The new centre used 182 miles of cables and included a 200-seat auditorium for classified operations meetings, say the documents, which were originally collected by Edward Snowden and have now been published by investigative website The Intercept.
The communications equipment in Menwith Hill’s dozens of distinctive white radomes are used to eavesdrop on other countries’ satellite communications, as well as communicating with US spy satellites that capture signals on the ground, including mobile phone and Wi-Fi signals, according to the documents.
The official purpose of the domes stated by the US and UK governments was that the domes provided “rapid radio relay” and to conduct “communications research”, the documents say.

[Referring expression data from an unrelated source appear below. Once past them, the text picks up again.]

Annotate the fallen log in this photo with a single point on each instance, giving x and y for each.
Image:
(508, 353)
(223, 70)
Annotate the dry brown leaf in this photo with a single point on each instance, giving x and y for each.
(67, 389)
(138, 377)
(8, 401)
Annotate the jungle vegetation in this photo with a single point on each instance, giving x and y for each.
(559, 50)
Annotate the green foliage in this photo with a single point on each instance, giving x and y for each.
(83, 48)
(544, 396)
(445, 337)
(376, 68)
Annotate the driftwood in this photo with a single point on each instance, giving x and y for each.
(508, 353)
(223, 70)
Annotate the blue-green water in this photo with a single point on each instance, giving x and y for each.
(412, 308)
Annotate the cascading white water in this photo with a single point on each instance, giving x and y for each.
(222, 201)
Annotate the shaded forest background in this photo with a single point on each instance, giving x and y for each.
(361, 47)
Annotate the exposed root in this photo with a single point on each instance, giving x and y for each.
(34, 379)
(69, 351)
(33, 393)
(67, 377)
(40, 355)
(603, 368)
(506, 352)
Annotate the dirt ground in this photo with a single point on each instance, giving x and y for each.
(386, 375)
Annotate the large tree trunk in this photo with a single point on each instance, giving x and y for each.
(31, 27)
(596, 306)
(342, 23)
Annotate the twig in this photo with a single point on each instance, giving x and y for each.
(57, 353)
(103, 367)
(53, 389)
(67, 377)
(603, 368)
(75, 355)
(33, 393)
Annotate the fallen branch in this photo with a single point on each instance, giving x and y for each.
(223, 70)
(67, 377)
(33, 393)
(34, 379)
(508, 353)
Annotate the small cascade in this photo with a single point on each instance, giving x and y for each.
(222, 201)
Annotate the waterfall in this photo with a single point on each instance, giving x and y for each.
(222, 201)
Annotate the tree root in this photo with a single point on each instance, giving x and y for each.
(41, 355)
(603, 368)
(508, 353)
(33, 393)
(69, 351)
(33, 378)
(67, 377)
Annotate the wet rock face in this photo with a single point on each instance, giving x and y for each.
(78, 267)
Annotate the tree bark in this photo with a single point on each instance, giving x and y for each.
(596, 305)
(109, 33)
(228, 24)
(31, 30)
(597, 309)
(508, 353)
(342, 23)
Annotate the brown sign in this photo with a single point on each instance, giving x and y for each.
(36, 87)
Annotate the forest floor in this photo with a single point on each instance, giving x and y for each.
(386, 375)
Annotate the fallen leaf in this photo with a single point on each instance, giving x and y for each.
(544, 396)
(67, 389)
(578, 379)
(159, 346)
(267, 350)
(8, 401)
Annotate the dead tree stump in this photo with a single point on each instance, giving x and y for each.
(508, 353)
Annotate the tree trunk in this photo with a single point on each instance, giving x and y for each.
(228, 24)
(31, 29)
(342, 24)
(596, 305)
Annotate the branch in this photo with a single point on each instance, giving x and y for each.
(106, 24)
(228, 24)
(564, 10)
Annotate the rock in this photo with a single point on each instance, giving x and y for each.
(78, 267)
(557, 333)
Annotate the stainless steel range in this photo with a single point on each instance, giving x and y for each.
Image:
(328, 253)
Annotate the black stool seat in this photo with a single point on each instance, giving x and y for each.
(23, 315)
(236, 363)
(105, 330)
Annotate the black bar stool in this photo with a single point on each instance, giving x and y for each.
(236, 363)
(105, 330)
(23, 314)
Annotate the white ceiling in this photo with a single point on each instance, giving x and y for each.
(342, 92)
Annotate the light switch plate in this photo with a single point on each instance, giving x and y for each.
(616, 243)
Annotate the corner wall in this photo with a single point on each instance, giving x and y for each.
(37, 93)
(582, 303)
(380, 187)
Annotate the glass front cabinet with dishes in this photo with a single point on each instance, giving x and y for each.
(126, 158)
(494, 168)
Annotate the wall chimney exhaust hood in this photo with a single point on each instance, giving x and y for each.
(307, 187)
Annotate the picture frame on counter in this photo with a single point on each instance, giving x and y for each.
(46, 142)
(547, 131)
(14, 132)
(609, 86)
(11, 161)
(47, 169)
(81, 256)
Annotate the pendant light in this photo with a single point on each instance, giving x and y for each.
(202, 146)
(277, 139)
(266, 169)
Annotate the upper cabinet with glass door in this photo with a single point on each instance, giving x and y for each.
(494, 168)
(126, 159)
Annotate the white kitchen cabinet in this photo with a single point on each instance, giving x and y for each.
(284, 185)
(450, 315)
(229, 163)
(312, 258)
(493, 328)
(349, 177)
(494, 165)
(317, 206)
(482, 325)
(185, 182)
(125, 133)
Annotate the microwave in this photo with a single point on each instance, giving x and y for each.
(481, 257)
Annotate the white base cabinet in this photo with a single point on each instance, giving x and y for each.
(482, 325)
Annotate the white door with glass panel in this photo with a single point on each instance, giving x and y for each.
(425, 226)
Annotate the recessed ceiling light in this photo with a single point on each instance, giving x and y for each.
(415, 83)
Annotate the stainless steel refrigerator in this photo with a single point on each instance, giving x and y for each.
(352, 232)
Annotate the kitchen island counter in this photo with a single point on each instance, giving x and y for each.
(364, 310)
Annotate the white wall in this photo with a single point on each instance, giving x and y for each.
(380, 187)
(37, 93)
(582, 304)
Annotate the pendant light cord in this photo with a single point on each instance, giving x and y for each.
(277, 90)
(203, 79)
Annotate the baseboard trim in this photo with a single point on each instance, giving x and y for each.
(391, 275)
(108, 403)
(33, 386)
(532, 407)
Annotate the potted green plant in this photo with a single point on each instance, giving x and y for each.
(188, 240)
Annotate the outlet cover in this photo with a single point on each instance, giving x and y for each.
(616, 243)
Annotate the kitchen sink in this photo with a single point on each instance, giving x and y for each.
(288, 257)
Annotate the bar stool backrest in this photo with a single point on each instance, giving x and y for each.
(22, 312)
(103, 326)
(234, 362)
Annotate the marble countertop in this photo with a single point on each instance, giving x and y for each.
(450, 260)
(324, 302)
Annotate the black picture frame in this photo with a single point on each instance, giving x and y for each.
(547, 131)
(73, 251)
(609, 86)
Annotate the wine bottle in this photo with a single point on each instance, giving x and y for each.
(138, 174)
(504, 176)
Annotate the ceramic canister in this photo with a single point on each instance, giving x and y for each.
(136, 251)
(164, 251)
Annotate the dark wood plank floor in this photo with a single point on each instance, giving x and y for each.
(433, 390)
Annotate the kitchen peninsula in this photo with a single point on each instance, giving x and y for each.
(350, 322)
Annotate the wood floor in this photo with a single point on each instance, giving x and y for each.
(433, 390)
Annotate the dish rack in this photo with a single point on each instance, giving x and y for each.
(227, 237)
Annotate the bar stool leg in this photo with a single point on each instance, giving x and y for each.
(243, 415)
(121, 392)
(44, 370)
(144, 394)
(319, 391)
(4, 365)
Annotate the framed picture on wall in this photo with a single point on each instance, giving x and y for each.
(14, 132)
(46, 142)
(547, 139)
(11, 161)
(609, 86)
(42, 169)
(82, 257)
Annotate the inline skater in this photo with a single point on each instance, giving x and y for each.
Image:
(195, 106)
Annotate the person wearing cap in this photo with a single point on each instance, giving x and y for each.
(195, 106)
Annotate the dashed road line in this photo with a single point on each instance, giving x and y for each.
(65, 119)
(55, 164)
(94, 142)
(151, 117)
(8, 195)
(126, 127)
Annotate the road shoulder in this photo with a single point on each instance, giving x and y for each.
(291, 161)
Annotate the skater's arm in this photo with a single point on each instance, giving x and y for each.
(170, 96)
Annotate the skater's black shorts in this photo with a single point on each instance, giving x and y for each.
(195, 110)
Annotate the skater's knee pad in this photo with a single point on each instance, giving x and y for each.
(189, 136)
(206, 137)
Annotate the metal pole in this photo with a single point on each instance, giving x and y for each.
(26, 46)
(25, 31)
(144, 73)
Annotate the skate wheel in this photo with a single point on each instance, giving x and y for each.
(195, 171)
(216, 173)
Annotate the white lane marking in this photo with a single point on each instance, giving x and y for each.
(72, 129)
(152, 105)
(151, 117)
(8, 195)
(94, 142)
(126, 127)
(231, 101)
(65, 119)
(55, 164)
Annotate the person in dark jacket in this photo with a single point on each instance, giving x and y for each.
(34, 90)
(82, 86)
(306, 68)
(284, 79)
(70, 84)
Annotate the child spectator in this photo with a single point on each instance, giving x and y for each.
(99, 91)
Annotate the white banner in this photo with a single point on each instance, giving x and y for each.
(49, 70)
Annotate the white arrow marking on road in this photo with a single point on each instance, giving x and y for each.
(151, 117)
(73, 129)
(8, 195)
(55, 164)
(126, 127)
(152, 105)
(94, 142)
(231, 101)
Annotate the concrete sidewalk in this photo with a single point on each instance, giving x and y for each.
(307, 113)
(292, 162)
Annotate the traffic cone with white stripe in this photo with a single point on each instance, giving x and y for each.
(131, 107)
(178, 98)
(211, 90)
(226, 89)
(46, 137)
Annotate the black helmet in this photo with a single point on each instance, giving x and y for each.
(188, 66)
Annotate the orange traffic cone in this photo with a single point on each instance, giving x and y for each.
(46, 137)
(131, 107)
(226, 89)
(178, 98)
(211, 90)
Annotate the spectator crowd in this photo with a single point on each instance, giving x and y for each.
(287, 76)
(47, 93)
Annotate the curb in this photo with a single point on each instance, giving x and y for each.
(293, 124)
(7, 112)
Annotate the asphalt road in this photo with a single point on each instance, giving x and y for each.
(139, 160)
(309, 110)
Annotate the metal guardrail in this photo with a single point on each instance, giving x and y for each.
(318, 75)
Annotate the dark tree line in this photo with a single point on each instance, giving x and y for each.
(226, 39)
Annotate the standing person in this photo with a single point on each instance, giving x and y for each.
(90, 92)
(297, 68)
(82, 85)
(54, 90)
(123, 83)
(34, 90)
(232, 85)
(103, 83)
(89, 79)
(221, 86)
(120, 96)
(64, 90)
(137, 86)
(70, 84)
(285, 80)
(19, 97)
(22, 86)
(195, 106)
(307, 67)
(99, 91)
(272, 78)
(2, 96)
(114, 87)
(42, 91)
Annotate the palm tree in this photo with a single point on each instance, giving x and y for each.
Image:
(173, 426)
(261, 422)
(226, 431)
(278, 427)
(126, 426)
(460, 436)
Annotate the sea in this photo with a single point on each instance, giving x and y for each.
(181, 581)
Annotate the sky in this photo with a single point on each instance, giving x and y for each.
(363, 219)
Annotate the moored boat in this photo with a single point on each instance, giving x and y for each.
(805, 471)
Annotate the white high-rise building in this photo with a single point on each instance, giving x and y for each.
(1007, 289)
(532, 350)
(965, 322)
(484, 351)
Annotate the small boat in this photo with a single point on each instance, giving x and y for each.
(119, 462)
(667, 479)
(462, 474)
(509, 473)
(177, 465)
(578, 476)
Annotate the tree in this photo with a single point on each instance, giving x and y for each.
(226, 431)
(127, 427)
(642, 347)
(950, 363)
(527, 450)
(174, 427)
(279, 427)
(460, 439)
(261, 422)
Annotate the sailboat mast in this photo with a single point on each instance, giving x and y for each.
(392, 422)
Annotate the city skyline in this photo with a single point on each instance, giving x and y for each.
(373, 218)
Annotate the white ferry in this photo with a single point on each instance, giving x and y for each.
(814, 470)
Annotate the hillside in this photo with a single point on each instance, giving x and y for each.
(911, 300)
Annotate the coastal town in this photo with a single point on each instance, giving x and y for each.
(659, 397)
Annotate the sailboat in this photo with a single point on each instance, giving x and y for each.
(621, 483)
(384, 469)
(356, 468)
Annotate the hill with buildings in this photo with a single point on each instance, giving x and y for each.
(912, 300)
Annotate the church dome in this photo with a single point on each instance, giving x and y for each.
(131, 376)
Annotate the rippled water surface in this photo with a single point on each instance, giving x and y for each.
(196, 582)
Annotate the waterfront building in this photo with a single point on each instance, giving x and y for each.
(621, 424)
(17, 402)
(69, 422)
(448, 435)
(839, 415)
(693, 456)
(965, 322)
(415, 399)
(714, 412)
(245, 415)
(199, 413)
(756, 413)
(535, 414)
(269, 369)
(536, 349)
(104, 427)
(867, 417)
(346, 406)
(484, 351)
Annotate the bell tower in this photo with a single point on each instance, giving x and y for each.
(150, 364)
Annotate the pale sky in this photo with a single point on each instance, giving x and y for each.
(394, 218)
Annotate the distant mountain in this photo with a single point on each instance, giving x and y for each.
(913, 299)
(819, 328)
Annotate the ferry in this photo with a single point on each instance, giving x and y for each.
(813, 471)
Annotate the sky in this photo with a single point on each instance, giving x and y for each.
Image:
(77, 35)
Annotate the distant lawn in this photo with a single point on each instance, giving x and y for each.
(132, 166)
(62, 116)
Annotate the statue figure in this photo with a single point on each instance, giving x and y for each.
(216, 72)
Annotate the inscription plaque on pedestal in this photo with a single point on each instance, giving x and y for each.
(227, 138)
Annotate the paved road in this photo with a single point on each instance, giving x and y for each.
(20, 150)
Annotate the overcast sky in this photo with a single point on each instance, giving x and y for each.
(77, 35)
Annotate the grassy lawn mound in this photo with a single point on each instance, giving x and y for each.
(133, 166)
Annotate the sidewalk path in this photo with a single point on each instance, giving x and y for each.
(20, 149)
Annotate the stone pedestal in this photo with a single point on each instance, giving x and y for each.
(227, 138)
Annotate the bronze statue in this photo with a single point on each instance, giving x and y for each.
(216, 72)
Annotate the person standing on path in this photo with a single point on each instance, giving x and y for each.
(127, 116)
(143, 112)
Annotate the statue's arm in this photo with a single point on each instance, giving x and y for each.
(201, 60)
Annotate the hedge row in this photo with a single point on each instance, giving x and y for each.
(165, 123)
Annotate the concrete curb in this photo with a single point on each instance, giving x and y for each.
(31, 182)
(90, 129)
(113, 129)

Intercepted data passing from Internet cafes in the Middle East to communications satellites could be used to locate target individuals when they logged on at a particular facility, triggering a military action such as a drone strike, according to the documents.
The programme, called Ghosthunter, was first developed in 2006 and resulted in “a significant number of capture-kill operations”, including one in which “30 enemy” were “killed” in Afghanistan, according to leaked memos.
Another memo speaks of Menwith Hill analysts finding “a new way to geolocate targets who are active at Internet cafes in Yemen”.
The connection to Yemen could pose legal problems, since that country is not a war zone and as such individuals there would have non-combatant status.
As barrister Jemima Stratford QC pointed out in a 2014 analysis of earlier leaked documents, an individual passing data from a British facility that is then used in a lethal US strike on non-combatants would be “likely” to be considered “an accessory to murder”.